First lady Michelle Obama is bringing her children’s fitness and healthy eating campaign nationwide with the health program “Let’s Move.”

Mrs. Obama will visit Newark, N.J., Thursday afternoon to talk with students about how eating better and exercising more can improve their lives. The program has so far reached hundreds of cities with strategies that fight childhood obesity and promote longterm health.

Last month, the program’s Walk to School Month ended with more than 3,500 communities from all 50 states, the District of Columbia and Puerto Rico taking part, according to Lauren Marchetti, director of the National Center for Safe Routes to School. “The challenge – and opportunity – for all American families is to continue that excitement and focus on getting out and moving more each day, every day,” she said. “Not just during the official month of celebration.”

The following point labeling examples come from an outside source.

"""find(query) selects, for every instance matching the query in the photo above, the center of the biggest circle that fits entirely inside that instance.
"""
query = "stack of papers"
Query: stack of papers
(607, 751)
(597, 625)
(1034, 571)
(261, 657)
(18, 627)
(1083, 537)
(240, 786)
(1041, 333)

In July, Secretary of Health and Human Services Kathleen Sebelius launched the Let’s Move Cities and Towns component of the Let’s Move! campaign at the U.S. Conference of Mayors Annual Meeting in Oklahoma City, OK. Addressing an audience of more than 400 mayors and municipal staffs, Secretary Sebelius encouraged local officials to adopt a long-term, sustainable and holistic approach to fight child obesity in their communities.

According to Sebelius, Let’s Move Cities and Towns reaffirms the commitment Michelle Obama made to the U.S. Conference of Mayors in January to work in partnership with local leaders to tackle the challenge of child obesity.

The program aims to engage parents, schools, community leaders and kids in promoting healthier eating habits, more regular exercise and a healthier, active lifestyle.